Le procès contre l'ancien sénateur, accusé de trafic d'influence passif, blanchiment aggravé est faux en écriture s'est terminé aujourd'hui avec les réquisitions. Le septuagénaire encoure une lourde peine de prison et une forte amende. 

Joseph Castelli devant la salle d'audience, au Palais de justice de Bastia
Joseph Castelli devant la salle d'audience, au Palais de justice de Bastia © ViaStella

"Une folie accusatoire", selon les termes de la défense, n'hésitant pas à grossir le trait, mais c'est le jeu des prétoires. 
"Une folie accusatoire" qui, à l'en croire, aurait mené le procureur de la République, Arnaud Viornery, a demander des peines lourdes. 

Arnaud Viornery, procureur de la République.
Arnaud Viornery, procureur de la République. © ViaStella

Pour Joseph Castelli, l'ancien sénateur, 4 ans de prison dont 1 an avec sursis, 200.000 euros d'amende et la confiscation de sa villa. Une villa où auraient été effectués des travaux, sans rétribution autre que l'octroi de marchés publics, selon l'accusation. Des marchés publics d'une valeur de 10 millions d'euros...

Confusion totale entre pouvoir et intérêts personnels

Il en va de même concernant les trois chefs d'entreprise. Pour Patrick Brandizi, 2 ans de prison et 200.000 euros d'amende. 

Patrick Brandizi s'entretient avec son conseil dans la salle d'audience
Patrick Brandizi s'entretient avec son conseil dans la salle d'audience © ViaStella

Pour Charles Rugani, 2 ans de prison dont 6 mois de sursis, et 60.000 euros d'amende. 
Pour Paul Di Luna, 1 an de prison et 25.000 euros d'amende. 
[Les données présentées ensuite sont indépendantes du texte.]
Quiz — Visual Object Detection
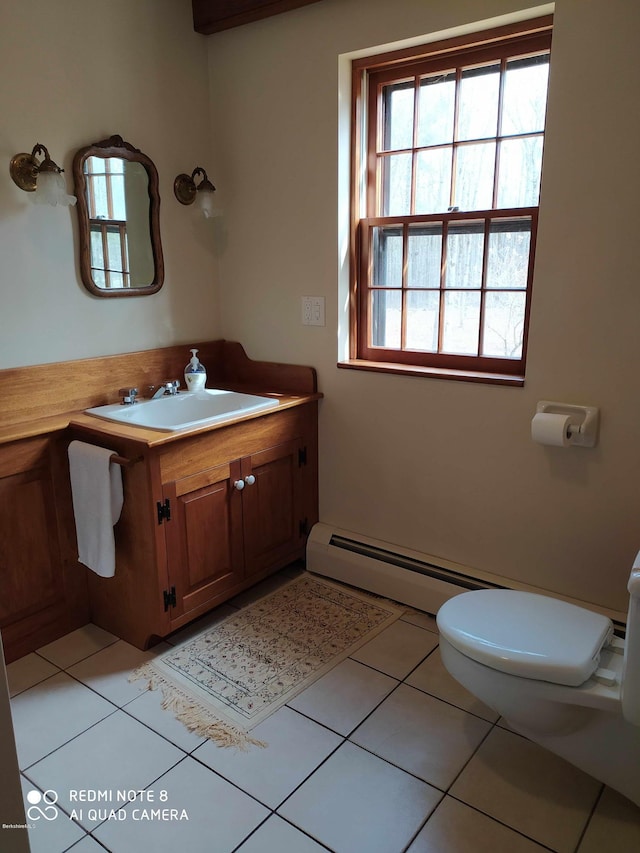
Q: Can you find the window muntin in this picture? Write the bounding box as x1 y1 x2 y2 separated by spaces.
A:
86 157 131 289
354 24 551 376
"Par rapport à des dossiers de ce type sur le continent, ces réquisitions me semblent importantes. Mais dans la mesure où je considère que l'infraction n'est pas constituée, je pense que peu importe le montant des demandes, in fine ce dossier doit se terminer par une relaxe", selon Gilles Antomarchi, avocat de Charles Rugani. 

Joseph Castelli (à gauche) à quelques minutes des réquisitions.
Joseph Castelli (à gauche) à quelques minutes des réquisitions. © ViaStella

Les juges ont désormais jusqu'au 1er mars prochain pour décider si, comme l'a affirmé le procureur de la République, il y a bien eu "confusion totale entre pouvoir et intérêts personnels" à Folelli entre 2009 et 2016, de la part de l'ancien sénateur et président du conseil général de Haute-Corse.